Ne reste qu’à trouver un nom pour le studio. Takahata tenait d’abord à lui donner un nom japonais, et il avait avancé celui de Musashino Kôbô (ou « l’atelier Musashino »). Mais Miyasaki n’est pas emballé. Passionné d’aviation, il propose Ghibli, qui désigne d’abord un vent chaud du Sahara que les pilotes italiens de la Seconde Guerre mondiale ont repris pour désigner leurs avions de reconnaissance.
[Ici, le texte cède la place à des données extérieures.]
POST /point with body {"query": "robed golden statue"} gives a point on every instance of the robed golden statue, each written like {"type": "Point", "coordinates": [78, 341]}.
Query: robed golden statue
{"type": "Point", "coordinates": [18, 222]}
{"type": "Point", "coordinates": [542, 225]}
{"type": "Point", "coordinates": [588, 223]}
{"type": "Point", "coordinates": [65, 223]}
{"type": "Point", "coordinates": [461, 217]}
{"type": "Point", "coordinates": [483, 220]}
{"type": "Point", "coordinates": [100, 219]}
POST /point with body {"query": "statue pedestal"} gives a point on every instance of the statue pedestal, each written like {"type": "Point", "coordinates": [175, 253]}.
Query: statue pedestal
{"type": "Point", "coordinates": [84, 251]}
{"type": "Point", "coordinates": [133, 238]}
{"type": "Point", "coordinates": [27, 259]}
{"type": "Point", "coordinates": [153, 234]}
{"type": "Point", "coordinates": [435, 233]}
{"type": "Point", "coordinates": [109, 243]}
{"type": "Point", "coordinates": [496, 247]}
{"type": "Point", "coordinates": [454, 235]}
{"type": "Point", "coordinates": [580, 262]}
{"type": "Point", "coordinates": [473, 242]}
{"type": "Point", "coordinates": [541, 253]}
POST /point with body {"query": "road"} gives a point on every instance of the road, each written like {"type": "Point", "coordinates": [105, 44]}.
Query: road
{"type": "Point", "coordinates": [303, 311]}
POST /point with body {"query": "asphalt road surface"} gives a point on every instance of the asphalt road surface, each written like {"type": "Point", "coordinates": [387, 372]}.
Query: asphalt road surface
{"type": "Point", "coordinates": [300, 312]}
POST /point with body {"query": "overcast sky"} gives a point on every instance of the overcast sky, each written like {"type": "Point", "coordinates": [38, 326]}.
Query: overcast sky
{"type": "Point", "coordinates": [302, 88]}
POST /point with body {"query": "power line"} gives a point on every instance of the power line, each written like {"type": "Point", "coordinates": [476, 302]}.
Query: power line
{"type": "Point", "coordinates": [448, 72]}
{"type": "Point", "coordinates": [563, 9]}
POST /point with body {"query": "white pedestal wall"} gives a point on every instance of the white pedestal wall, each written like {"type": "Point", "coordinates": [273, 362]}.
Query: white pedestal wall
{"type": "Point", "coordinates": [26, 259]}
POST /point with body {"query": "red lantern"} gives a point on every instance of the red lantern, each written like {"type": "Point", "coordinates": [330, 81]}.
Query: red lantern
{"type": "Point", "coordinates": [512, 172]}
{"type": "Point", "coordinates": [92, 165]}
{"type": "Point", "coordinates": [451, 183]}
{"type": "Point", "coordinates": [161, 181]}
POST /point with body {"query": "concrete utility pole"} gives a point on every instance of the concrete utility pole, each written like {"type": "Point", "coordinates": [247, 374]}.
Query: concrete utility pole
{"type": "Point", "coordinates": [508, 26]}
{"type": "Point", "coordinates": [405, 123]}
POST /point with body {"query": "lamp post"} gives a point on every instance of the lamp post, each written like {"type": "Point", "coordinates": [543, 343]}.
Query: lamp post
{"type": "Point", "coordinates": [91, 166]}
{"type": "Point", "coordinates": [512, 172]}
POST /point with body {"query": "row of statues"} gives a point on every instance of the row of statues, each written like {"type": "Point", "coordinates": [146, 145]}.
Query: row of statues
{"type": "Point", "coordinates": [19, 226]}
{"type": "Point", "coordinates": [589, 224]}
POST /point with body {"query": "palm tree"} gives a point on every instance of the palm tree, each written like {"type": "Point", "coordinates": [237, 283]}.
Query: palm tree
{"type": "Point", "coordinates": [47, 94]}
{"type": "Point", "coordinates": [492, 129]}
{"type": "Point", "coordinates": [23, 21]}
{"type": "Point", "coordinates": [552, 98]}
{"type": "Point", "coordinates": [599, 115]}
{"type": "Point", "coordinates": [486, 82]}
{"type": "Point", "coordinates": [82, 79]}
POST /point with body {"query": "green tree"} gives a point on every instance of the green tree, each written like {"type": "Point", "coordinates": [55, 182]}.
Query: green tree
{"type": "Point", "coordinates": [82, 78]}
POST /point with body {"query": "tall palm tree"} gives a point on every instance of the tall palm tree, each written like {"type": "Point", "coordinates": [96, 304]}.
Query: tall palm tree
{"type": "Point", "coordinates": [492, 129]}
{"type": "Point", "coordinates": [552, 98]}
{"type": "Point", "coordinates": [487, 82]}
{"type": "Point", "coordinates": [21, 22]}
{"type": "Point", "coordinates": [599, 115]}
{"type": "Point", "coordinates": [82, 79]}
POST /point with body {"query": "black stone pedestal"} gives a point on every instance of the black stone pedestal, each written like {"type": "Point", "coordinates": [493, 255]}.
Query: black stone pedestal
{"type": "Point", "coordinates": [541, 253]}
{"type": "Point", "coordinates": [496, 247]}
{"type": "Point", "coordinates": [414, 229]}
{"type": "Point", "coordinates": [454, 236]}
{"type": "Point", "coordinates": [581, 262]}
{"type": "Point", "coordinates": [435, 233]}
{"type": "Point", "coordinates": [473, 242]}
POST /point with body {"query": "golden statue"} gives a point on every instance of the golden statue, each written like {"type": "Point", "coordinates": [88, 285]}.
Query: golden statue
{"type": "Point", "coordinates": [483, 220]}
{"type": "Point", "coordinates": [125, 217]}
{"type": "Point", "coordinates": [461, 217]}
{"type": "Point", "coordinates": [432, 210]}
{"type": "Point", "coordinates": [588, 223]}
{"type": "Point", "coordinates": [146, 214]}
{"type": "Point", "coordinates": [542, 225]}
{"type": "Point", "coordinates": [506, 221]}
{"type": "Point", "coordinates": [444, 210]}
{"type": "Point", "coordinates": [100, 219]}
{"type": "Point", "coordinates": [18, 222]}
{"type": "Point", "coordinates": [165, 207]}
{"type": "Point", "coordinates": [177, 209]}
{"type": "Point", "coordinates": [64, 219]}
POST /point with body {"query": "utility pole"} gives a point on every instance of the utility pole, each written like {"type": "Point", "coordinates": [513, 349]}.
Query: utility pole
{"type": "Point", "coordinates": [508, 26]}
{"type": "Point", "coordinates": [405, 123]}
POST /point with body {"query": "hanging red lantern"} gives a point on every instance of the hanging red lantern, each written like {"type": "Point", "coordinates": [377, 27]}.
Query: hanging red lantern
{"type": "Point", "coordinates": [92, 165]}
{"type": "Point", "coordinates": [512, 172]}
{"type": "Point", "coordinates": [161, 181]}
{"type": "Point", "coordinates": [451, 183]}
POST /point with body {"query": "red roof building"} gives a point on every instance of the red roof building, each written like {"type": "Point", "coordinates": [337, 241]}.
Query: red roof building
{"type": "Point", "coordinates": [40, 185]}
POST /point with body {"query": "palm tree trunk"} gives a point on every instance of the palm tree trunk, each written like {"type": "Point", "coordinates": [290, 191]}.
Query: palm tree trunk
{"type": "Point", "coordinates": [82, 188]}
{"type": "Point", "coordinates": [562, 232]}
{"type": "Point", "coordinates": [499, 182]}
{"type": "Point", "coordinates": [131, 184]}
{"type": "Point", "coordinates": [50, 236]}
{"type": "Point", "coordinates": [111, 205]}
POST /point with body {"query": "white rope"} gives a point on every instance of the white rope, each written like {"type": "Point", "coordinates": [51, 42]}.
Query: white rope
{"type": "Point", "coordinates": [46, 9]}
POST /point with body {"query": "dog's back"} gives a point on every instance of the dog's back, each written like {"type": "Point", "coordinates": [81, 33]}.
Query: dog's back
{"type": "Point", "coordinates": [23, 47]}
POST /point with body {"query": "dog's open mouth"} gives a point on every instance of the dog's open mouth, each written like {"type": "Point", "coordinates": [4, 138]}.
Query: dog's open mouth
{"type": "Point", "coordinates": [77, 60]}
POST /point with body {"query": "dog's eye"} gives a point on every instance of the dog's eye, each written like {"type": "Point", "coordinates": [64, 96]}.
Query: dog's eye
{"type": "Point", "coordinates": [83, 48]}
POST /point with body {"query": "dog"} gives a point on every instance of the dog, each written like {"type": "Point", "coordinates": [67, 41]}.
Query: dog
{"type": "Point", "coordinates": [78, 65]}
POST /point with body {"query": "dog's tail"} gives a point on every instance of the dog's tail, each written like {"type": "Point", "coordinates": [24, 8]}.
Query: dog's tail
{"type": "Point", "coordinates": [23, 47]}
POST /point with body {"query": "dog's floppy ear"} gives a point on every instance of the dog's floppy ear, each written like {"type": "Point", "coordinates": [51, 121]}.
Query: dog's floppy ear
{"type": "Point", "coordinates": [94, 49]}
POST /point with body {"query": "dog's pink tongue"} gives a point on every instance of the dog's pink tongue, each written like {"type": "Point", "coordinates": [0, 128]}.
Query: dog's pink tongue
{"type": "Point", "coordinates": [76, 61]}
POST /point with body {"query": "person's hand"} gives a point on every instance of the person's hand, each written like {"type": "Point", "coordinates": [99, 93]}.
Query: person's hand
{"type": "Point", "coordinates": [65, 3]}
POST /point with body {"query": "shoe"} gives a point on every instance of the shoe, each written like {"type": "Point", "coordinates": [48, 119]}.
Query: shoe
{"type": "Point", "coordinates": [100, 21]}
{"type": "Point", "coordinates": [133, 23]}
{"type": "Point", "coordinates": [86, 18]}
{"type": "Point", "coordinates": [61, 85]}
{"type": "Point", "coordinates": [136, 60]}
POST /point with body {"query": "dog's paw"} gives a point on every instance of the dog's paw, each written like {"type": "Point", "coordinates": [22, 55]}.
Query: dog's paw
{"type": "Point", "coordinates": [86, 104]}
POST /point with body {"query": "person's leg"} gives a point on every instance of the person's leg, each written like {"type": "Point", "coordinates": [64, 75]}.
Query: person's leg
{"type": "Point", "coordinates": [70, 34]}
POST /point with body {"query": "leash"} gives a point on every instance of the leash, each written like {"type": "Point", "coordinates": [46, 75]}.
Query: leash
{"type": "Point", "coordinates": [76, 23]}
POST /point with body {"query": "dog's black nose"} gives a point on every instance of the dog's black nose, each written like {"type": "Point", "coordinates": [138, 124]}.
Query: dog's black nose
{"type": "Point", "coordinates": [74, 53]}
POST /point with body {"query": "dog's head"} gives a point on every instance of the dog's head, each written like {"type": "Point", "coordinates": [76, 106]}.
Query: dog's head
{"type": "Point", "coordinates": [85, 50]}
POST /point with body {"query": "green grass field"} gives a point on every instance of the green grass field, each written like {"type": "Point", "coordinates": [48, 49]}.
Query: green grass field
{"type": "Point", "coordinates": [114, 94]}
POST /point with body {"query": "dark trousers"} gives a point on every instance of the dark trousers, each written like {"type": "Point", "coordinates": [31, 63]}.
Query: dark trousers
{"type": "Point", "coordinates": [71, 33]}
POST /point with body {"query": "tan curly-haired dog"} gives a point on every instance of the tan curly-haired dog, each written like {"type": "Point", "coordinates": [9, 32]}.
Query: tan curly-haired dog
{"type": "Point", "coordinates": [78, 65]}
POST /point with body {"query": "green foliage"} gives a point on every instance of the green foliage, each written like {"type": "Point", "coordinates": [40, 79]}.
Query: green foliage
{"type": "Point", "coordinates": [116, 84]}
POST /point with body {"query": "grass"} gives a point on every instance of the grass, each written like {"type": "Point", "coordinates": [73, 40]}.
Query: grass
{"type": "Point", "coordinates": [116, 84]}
Le vent et l’aviation sont d’ailleurs des éléments omniprésents dans les productions Ghibli. Même dans les films dont le titre ne tourne pas autour tels que Le vent se lève, Nausicaä et la vallée du vent, il fait intégralement partie de l’esthétique d’Hayao et est présent dans toutes ses productions. L’idée de l’aviation, thème central des films Le cochon de Porco Rosso et Le vent se lève, illustre l’association de l’humain avec le vent pour une prise de liberté, et fait aussi résonner la nature dans tous les animés Ghibli. Hayao s’est lui-même exprimé sur le sujet : « Nos vies sont comme le vent ou le son. Nous naissons, nous raisonnons les uns avec les autres… Puis nous nous effaçons ».

Premiers succès

En 1986, Tenkû no Shrio Rapyuta alias Le château dans le ciel sort officiellement au cinéma comme le produit film produit par les studios Ghibli. L’histoire, une fois de plus engagée, suit deux enfants, Sheeta et Pazu alors qu’ils tentent de découvrir les secrets d’un château flottant dans le ciel, légendaire pour sa richesse et sa technologie avancée. Ensemble, ils entreprennent un voyage périlleux vers cette île flottante pour découvrir les secrets qui s’y cachent, sans se douter que leurs héritages et leurs histoires sont étroitement liées. Le film alerte sur les dangers de l’industrialisation excessive en mettant en évidence ses conséquences sur l’environnement et sur la société dans sa recherche constante de pouvoir, empiétant sur les valeurs humaines avec cupidité. A nouveau, le film est un succès : plus de 770 000 entrées.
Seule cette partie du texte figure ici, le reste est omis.